Starting point is 00:07:54 And there is an opportunity for an interface there in a post-intervention scenario. But if you think it's going to be simple, it is not. At the moment, the path that we seem to be on is a little bit reminiscent of American strategies during the Cold War, where we indirectly or directly propped up authoritarian governments who would do what we wanted vis-a-vis the Soviet Union. The difference this time around is motivation. It's much more similar to late 1800s strategies where the United States would go in militarily, knock off the government or make a fuss in order to enforce contractual norms that were not
Starting point is 00:08:34 established by the U.S. government, but they were established by U.S. corporations.

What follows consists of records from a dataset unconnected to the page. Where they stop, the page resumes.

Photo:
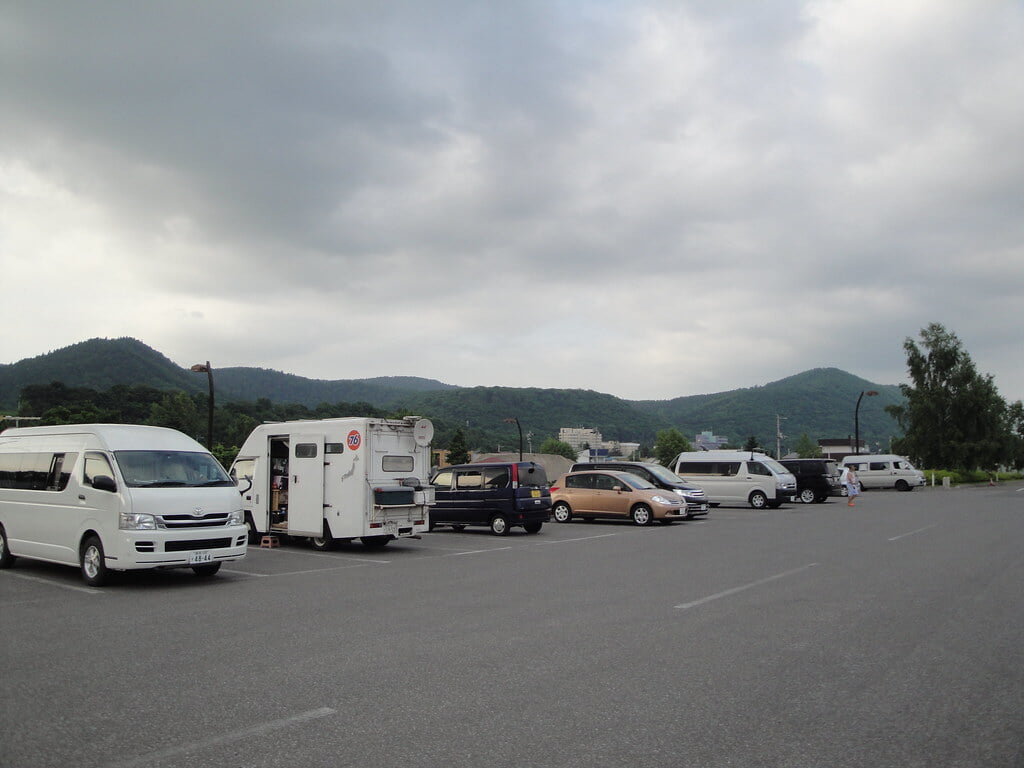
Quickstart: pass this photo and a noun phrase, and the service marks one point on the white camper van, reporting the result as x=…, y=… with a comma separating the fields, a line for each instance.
x=885, y=471
x=116, y=497
x=337, y=479
x=738, y=476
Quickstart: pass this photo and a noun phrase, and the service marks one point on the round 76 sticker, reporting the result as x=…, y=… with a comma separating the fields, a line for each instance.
x=354, y=439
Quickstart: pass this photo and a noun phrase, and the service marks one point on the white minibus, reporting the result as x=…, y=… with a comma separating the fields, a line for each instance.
x=738, y=476
x=885, y=471
x=116, y=497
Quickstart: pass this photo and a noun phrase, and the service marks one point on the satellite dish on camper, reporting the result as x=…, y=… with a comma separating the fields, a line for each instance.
x=423, y=432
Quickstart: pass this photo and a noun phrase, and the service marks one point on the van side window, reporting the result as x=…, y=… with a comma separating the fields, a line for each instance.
x=580, y=481
x=472, y=478
x=496, y=477
x=60, y=471
x=442, y=479
x=96, y=465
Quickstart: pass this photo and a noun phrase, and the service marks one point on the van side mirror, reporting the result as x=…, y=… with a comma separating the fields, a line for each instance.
x=104, y=482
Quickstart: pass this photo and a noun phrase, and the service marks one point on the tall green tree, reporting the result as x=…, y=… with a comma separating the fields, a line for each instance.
x=558, y=448
x=952, y=418
x=458, y=452
x=668, y=444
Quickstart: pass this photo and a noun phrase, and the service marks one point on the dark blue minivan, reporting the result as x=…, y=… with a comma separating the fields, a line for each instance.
x=500, y=496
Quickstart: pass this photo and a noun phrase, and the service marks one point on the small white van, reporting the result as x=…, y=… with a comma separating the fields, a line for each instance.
x=738, y=477
x=116, y=497
x=885, y=471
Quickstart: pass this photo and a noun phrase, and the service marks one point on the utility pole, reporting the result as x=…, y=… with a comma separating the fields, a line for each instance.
x=778, y=434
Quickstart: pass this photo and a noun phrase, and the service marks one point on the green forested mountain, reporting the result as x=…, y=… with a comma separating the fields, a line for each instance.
x=819, y=402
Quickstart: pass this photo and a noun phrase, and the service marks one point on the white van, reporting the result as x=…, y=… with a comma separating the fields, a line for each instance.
x=738, y=476
x=116, y=497
x=337, y=479
x=885, y=471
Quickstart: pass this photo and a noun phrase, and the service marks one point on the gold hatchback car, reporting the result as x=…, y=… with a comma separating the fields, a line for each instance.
x=613, y=495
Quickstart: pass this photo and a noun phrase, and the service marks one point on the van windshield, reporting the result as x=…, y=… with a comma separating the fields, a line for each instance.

And we called that dollar diplomacy back in the day, and some version of that seems to be where we're headed right now. It's going to be a very rocky road because for the dollar diplomacy to work, the United States has to both build up institutions here to manage it and knock down institutions there to enforce it. It is kind of an ugly system, but if it works, and I'm trying to say this in as a moral point of view as possible, it does, allow the United States to treat Latin America like what it is. Its strategic backyard, but then also make it its economic backyard. But I will warn you, where we are today, the U.S. government is unprepared for this, and U.S. corporations are unprepared for this, because for the last 80 years, we have drilled into every American company that rule of law on a global basis is the first issue.
Starting point is 00:09:33 And dollar diplomacy by default says it's not.